The above record of T. tiani sp. n. in caves in southern China is remarkable at least in two ways. Firstly, the huge family Paradoxosomatidae only rarely occurs in caves, with only few presumably troglobitic species. The only exceptions are in the large genus Desmoxytes Chamberlin, 1923, which is very common both in epigean and subterranean environments across southeast Asia and China, and in the small genus Piccola Attems, 1953, with a few epigean species in Vietnam and Laos, and a single troglobitic one from Guangxi, China (Liu and Tian 2013; Golovatch 2015b). Secondly, biogeographically the situation concerning the distribution pattern of Tonkinosoma strongly resembles that not only of Piccola, but of still another millipede genus, i.e., Pacidesmus Golovatch, 1991 (Polydesmida, Polydesmidae). The latter genus has one high-mountain species in northern Thailand and a further eight, all presumed troglobites, in southern China (Golovatch and Geoffroy 2014).

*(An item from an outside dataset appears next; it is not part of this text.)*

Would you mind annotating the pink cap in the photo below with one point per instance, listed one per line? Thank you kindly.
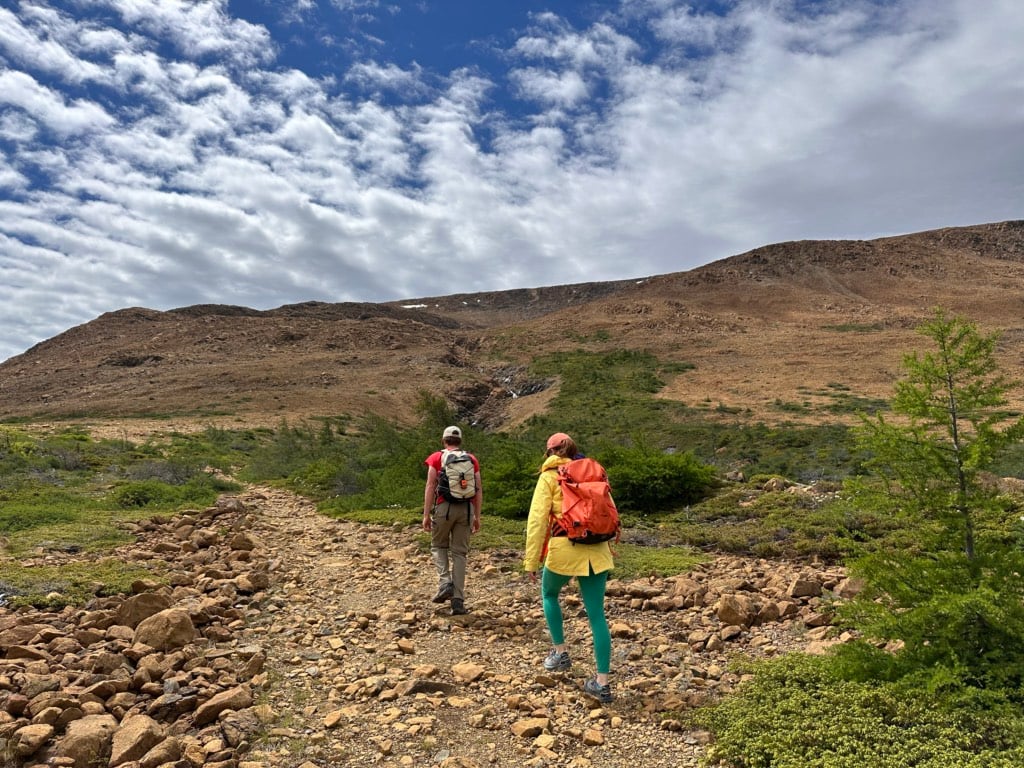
(557, 439)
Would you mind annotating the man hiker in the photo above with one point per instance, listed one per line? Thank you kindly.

Further research on cave millipedes of China will definitely reveal not only new interesting taxa, but more cases of remarkable distribution patterns.


We are particularly grateful Prof. Yuanhai Zhang (Institute of Karst Geology, Chinese Academy of Geological Sciences, Guilin) for his invitation and arrangements. We would like to thank “Xiongda” (Dr. Philip John Rowsell, Hongmeigui Cave Exploration Society), “Dudou”, “Jiuyao” and “Laocai” (Jinzhou Cave Exploration Club, Xingyi, Guizhou) for their invaluable assistance during our survey in the Qianxinan Autonomous Prefecture. Thanks also go to the caving team of the South China Agricultural University, Guangzhou, China, for their assistance in the field. We heartily thank three reviewers, R. Mesibov, D. VandenSpiegel, and P. Decker, for their help in critically reading and improving the paper.